Shorten’s achievement as Opposition Leader should not be underestimated. He destroyed the majority of a first-term government (although, yes, Malcolm Turnbull’s lazy campaign helped too) and he then reduced it to minority status. He’s still the strong favourite to win the federal election. But notwithstanding his own Labor-Right instincts, he’s surrendered to the Labor Left at almost every turn.

So far, none of the additional tax revenue he says he’ll collect will go to reducing debt faster. He’s given the thuggish CFMEU everything it has demanded and, in the process, agreed to trash the Rudd-Gillard industrial laws he had helped to write. Despite the evidence that more renewable power doesn’t just drive up prices but also makes blackouts routine, he’s doubled down on emissions reduction targets. None of this did much political damage while Turnbull was trying to turn the Liberal Party into Labor-lite but it’s putting the “unlosable” election at risk now that there’s a tribal Liberal leading the government and ready to fight back.

Until now, playing the envy card has worked for Shorten, who has milked it at every turn. But treating boatpeople before locals? Really? It would be a flat-footed government that was unable to make this a key election issue.

Ross Fitzgerald is emeritus professor of history and politics at Griffith University.

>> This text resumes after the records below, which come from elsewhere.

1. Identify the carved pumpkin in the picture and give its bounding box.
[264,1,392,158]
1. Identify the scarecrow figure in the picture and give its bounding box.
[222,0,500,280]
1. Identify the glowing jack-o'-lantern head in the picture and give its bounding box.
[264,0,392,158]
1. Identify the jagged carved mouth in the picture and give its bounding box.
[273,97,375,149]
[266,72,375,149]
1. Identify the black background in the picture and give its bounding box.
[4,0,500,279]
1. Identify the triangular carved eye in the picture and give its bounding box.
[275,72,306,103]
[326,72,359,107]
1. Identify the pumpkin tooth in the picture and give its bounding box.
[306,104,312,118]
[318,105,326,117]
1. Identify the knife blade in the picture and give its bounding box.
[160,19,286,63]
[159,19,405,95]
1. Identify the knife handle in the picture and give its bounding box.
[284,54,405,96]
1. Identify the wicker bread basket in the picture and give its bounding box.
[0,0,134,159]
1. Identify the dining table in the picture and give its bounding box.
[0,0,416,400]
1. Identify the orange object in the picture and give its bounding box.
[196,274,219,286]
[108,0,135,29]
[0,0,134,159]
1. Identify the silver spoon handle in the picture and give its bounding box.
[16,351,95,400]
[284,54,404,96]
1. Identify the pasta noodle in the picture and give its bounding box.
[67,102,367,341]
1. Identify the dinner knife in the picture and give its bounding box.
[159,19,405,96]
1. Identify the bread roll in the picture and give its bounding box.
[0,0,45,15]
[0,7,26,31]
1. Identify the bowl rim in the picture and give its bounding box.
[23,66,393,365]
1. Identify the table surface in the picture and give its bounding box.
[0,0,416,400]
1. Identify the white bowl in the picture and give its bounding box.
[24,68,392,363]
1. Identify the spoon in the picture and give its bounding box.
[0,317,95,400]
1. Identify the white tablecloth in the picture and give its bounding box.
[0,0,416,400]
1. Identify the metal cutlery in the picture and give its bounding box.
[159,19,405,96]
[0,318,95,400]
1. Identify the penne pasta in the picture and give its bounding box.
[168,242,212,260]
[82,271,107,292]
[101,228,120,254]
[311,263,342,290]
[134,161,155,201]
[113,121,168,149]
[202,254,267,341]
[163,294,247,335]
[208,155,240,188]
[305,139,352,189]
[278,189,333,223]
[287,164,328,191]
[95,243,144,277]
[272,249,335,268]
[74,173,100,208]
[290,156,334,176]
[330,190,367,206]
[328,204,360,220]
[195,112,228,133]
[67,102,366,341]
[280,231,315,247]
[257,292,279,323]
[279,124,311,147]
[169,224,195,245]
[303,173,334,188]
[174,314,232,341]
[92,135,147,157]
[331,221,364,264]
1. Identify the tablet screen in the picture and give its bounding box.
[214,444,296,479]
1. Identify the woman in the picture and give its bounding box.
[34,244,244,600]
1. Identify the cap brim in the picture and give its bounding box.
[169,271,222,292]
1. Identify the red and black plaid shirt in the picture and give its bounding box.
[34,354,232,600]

The Australian February 18, 2019, p 12

Doctors must be fair as the refugee debate rages.
Activist doctors, now they’ve helped dismantle a pillar of our border protection through their concern over a “crisis” on Nauru, might consider why they and their fellow medicos are so reluctant to move to rural areas in Australia where a doctor within a hundred kilometres is a rarity.
Paul Clancy, Tanunda SA

It appears Ross Fitzgerald (“Boatpeople jump Medicare queues?”, 18/2) would have supported turning my grand-dad away as a “queue jumper”. In the early 1900s, my grandfather’s parents smuggled him, aged 10 and his 12 year-old brother to England as asylum seekers.
Granddad’s parents were unable to escape from Russia and were killed. My grandfather and his brother survived and my father, who served in World War II, fought to defeat Hitler’s genocidal fascism.
Peter Smith, Lake Illawarra, NSW

The Australian February 19, 2019, p 13.